🤖 AI Summary
In perceptually aliased environments—such as narrow pipelines—conventional loop closure detection suffers from performance degradation due to vector quantization distortion, sparse features, and repetitive textures, while existing solutions incur prohibitive computational overhead. To address these challenges, this paper proposes Bag-of-Word-Groups (BoWG), a novel loop closure detection framework. Its core contributions include: (1) an online visual word-group dictionary that explicitly models spatial co-occurrence patterns; (2) integration of adaptive temporal consistency constraints and feature distribution analysis to enhance discriminability; and (3) a probabilistic transition model coupled with a lightweight post-verification mechanism for efficient similarity evaluation. Evaluated on the Bicocca25b dataset and a newly collected pipeline dataset, BoWG outperforms classical Bag-of-Words and state-of-the-art learning-based methods, achieving a 12.6% improvement in recall while maintaining an average per-frame inference time of only 16 ms—demonstrating superior accuracy, robustness, and real-time capability.
📝 Abstract
Loop closure is critical in Simultaneous Localization and Mapping (SLAM) systems to reduce accumulative drift and ensure global mapping consistency.

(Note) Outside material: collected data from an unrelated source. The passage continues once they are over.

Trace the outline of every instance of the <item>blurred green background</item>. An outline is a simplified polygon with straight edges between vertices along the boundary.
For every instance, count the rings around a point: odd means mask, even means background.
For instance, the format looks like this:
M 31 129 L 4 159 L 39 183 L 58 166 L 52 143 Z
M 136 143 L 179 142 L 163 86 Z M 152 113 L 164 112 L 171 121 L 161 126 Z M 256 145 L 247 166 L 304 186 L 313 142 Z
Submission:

However, conventional methods struggle in perceptually aliased environments, such as narrow pipes, due to vector quantization, feature sparsity, and repetitive textures, while existing solutions often incur high computational costs. This paper presents Bag-of-Word-Groups (BoWG), a novel loop closure detection method that achieves superior precision-recall, robustness, and computational efficiency. The core innovation lies in the introduction of word groups, which captures the spatial co-occurrence and proximity of visual words to construct an online dictionary. Additionally, drawing inspiration from probabilistic transition models, we incorporate temporal consistency directly into similarity computation with an adaptive scheme, substantially improving precision-recall performance. The method is further strengthened by a feature distribution analysis module and dedicated post-verification mechanisms. To evaluate the effectiveness of our method, we conduct experiments on both public datasets and a confined-pipe dataset we constructed. Results demonstrate that BoWG surpasses state-of-the-art methods, including both traditional and learning-based approaches, in terms of precision-recall and computational efficiency. Our approach also exhibits excellent scalability, achieving an average processing time of 16 ms per image across 17,565 images in the Bicocca25b dataset.